IshKebab · 2024-12-31T18:19:24 1735669164

That's no different to FFI with any C code. There's nothing unique to this being a kernel or a syscall. There are plenty of C libraries that behave in a similar way and can be safely wrapped with Rust by adding the lifetime requirements.

fc417fc802 · 2024-12-31T22:42:13 1735684933

> can be safely wrapped with Rust

They can't. Rust can't verify the safety of the called code once you cross the language boundary. Handing out the pointer is inherently unsafe.

In the user space FFI case at least you might be able to switch to an implementation written in the same (memory safe) language that you are already using. Not so for a syscall.

IshKebab · 2025-01-01T09:25:02 1735723502

Rust can't verify the correctness of the kernel code, but the problem here wasn't incorrect kernel code!

The problem was that the C API exposed by the kernel did not encode lifetime requirements, so they were accidentally violated. Rust APIs (including ones that wrap C interfaces) can encode lifetime requirements, so you get compile time errors if you screw it up.

I don't think you can win this argument by saying "but you have to use `unsafe` to write the Rust wrapper". That's obviously unavoidable.

ryao · 2025-01-01T11:28:07 1735730887

There was no problem with lifetime requirements. The problem was that a pointer to a C++ function that could throw exceptions was passed to a C function. This is undefined behavior because C does not support stack unwinding. If the C function's stack frame has no special for how it is deallocated, then simply deallocating the stack frame will work fine, despite this being undefined behavior. In this case, the C function had very specail requirements for being deallocated, so the undefined behavior became stack corruption.
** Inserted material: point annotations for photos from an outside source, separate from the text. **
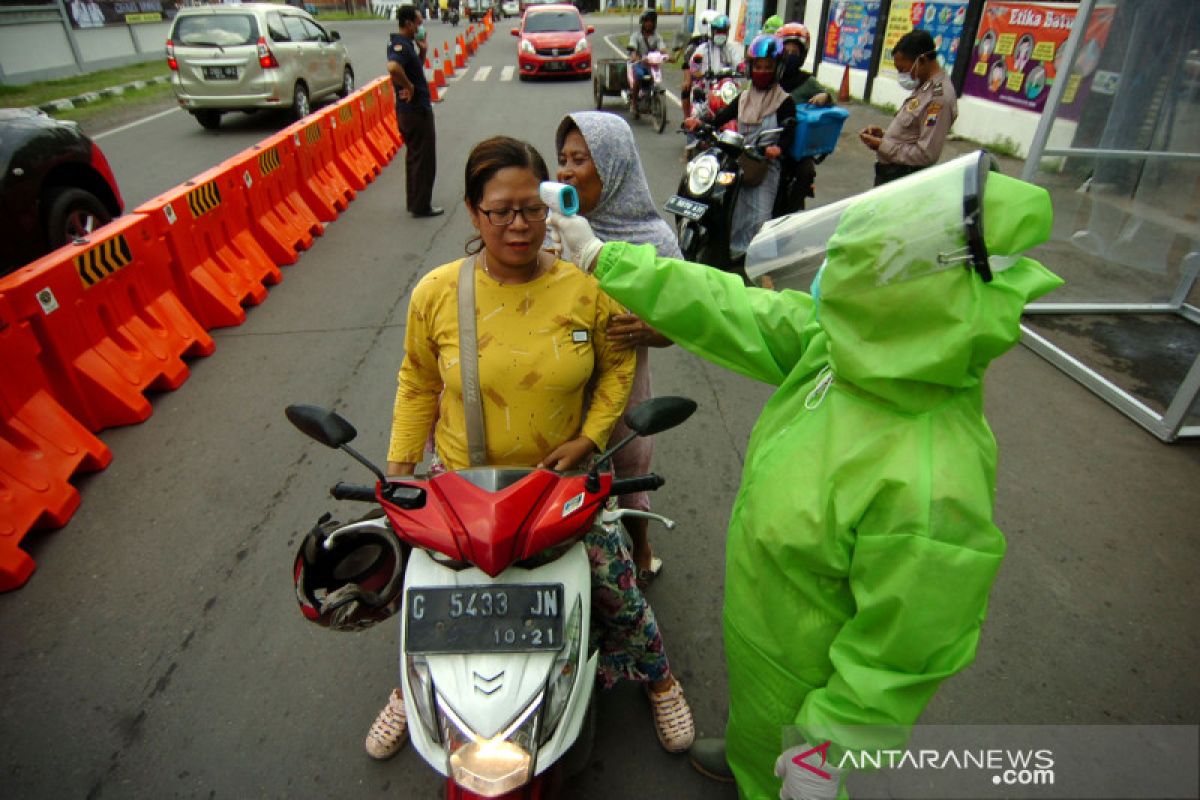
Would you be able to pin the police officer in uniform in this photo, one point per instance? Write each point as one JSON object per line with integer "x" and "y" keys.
{"x": 915, "y": 138}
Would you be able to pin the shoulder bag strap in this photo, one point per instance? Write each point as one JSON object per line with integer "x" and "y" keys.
{"x": 468, "y": 364}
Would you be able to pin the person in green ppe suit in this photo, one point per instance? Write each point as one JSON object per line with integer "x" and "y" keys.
{"x": 861, "y": 546}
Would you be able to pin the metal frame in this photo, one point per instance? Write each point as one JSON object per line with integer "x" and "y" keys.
{"x": 1167, "y": 426}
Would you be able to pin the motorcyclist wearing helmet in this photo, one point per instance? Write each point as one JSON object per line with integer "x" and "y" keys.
{"x": 798, "y": 176}
{"x": 641, "y": 44}
{"x": 711, "y": 58}
{"x": 763, "y": 106}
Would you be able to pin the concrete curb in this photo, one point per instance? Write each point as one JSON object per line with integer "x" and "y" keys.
{"x": 67, "y": 103}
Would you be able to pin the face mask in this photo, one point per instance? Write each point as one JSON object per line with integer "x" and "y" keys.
{"x": 762, "y": 79}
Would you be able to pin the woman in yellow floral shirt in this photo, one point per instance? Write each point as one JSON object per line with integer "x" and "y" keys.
{"x": 540, "y": 332}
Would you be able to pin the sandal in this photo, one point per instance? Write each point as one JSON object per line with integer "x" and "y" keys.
{"x": 646, "y": 576}
{"x": 672, "y": 719}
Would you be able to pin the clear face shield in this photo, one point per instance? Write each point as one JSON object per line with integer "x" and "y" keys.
{"x": 921, "y": 224}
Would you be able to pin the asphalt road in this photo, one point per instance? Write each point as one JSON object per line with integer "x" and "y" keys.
{"x": 159, "y": 651}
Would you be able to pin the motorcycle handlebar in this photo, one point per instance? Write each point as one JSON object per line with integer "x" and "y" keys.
{"x": 642, "y": 483}
{"x": 351, "y": 492}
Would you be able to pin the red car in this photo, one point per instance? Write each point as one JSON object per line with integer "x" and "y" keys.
{"x": 553, "y": 42}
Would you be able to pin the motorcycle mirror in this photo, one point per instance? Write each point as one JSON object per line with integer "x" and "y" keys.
{"x": 329, "y": 429}
{"x": 322, "y": 425}
{"x": 659, "y": 414}
{"x": 655, "y": 415}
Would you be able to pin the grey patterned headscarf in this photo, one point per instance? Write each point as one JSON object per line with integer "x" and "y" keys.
{"x": 625, "y": 211}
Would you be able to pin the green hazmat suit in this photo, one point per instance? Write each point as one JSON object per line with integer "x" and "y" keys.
{"x": 861, "y": 546}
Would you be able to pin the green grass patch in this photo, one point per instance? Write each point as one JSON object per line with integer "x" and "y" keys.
{"x": 341, "y": 17}
{"x": 43, "y": 91}
{"x": 106, "y": 104}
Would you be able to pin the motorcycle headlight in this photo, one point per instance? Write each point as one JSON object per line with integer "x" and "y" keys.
{"x": 491, "y": 767}
{"x": 563, "y": 674}
{"x": 702, "y": 174}
{"x": 420, "y": 697}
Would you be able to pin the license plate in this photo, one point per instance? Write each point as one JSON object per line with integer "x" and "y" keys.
{"x": 520, "y": 618}
{"x": 685, "y": 208}
{"x": 221, "y": 73}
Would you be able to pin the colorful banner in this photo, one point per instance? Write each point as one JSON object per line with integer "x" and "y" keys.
{"x": 850, "y": 32}
{"x": 97, "y": 13}
{"x": 1017, "y": 54}
{"x": 943, "y": 20}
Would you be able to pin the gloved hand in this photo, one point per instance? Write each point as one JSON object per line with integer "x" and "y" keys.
{"x": 808, "y": 782}
{"x": 580, "y": 245}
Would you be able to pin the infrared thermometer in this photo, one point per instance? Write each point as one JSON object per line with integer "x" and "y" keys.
{"x": 561, "y": 197}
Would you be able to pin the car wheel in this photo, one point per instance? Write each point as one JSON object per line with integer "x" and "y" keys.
{"x": 300, "y": 107}
{"x": 209, "y": 119}
{"x": 347, "y": 83}
{"x": 73, "y": 214}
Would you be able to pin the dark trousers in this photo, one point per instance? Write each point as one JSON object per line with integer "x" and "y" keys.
{"x": 888, "y": 173}
{"x": 420, "y": 156}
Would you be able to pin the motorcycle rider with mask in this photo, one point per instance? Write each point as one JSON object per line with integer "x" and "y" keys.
{"x": 798, "y": 176}
{"x": 916, "y": 136}
{"x": 761, "y": 107}
{"x": 712, "y": 56}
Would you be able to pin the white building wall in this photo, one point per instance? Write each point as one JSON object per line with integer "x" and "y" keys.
{"x": 34, "y": 47}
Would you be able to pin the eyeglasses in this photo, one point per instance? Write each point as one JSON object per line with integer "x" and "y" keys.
{"x": 504, "y": 217}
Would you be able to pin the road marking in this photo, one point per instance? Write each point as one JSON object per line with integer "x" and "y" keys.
{"x": 622, "y": 53}
{"x": 133, "y": 125}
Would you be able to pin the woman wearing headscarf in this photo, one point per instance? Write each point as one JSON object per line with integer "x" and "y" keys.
{"x": 763, "y": 106}
{"x": 598, "y": 156}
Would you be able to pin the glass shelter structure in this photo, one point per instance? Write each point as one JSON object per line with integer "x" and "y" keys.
{"x": 1122, "y": 167}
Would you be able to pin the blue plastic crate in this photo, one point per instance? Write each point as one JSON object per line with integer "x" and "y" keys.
{"x": 817, "y": 130}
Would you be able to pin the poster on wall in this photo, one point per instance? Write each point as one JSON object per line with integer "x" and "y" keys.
{"x": 1017, "y": 55}
{"x": 943, "y": 20}
{"x": 850, "y": 32}
{"x": 97, "y": 13}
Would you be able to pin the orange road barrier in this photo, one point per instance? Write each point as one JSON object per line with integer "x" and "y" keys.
{"x": 112, "y": 322}
{"x": 439, "y": 76}
{"x": 280, "y": 220}
{"x": 41, "y": 446}
{"x": 217, "y": 262}
{"x": 351, "y": 152}
{"x": 388, "y": 121}
{"x": 381, "y": 142}
{"x": 322, "y": 186}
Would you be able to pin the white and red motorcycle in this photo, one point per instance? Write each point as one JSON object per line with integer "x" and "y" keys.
{"x": 496, "y": 603}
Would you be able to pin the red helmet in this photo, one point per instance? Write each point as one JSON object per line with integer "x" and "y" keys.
{"x": 349, "y": 577}
{"x": 795, "y": 32}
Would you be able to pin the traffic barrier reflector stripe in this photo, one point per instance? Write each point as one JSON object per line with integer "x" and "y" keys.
{"x": 322, "y": 185}
{"x": 269, "y": 161}
{"x": 41, "y": 447}
{"x": 280, "y": 220}
{"x": 103, "y": 344}
{"x": 102, "y": 260}
{"x": 203, "y": 199}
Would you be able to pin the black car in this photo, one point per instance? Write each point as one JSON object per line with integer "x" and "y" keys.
{"x": 55, "y": 186}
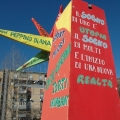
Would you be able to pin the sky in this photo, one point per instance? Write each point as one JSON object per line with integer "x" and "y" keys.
{"x": 16, "y": 15}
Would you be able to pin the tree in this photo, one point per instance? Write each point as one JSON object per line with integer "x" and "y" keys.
{"x": 13, "y": 59}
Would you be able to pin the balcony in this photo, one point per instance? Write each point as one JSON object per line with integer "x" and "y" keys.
{"x": 22, "y": 91}
{"x": 21, "y": 107}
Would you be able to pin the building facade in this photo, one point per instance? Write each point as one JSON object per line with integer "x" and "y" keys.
{"x": 24, "y": 95}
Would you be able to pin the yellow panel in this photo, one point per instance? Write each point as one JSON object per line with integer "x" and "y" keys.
{"x": 65, "y": 19}
{"x": 43, "y": 43}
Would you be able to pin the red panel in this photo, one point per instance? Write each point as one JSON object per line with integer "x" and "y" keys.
{"x": 93, "y": 86}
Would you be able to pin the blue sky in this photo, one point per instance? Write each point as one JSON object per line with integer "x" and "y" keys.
{"x": 16, "y": 15}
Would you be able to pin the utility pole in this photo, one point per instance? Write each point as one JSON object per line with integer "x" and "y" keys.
{"x": 4, "y": 93}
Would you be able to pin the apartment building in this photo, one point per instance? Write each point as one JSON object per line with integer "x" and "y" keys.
{"x": 24, "y": 95}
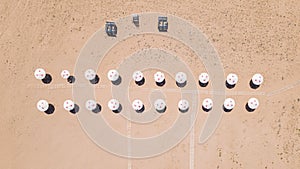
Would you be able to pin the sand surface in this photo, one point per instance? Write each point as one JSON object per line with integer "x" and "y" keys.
{"x": 249, "y": 36}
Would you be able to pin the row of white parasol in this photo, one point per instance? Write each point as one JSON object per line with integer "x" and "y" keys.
{"x": 160, "y": 105}
{"x": 41, "y": 74}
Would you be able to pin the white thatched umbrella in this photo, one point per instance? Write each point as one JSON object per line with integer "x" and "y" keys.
{"x": 231, "y": 80}
{"x": 114, "y": 105}
{"x": 207, "y": 104}
{"x": 159, "y": 78}
{"x": 42, "y": 105}
{"x": 70, "y": 106}
{"x": 138, "y": 106}
{"x": 252, "y": 104}
{"x": 203, "y": 79}
{"x": 93, "y": 106}
{"x": 114, "y": 76}
{"x": 41, "y": 74}
{"x": 138, "y": 77}
{"x": 256, "y": 81}
{"x": 183, "y": 106}
{"x": 228, "y": 105}
{"x": 160, "y": 105}
{"x": 92, "y": 76}
{"x": 181, "y": 79}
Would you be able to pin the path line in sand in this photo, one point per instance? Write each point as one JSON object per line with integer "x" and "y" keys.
{"x": 174, "y": 90}
{"x": 129, "y": 162}
{"x": 232, "y": 93}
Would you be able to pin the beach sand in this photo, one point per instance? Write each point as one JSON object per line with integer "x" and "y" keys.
{"x": 249, "y": 36}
As others have mentioned, this same issue could happen in Rust until very recently. As of Rust 1.81.0, Rust will abort instead of unwinding C stack frames:

https://blog.rust-lang.org/2024/09/05/Rust-1.81.0.html#abort...

That avoids this issue in Rust. As for avoiding it in C++ code, I have filed bugs against both GCC and LLVM requesting warnings:

https://gcc.gnu.org/bugzilla/show_bug.cgi?id=118263

https://github.com/llvm/llvm-project/issues/121427

Once the compilers begin emitting warnings, this should not be an issue anymore as long as developers heed the warnings.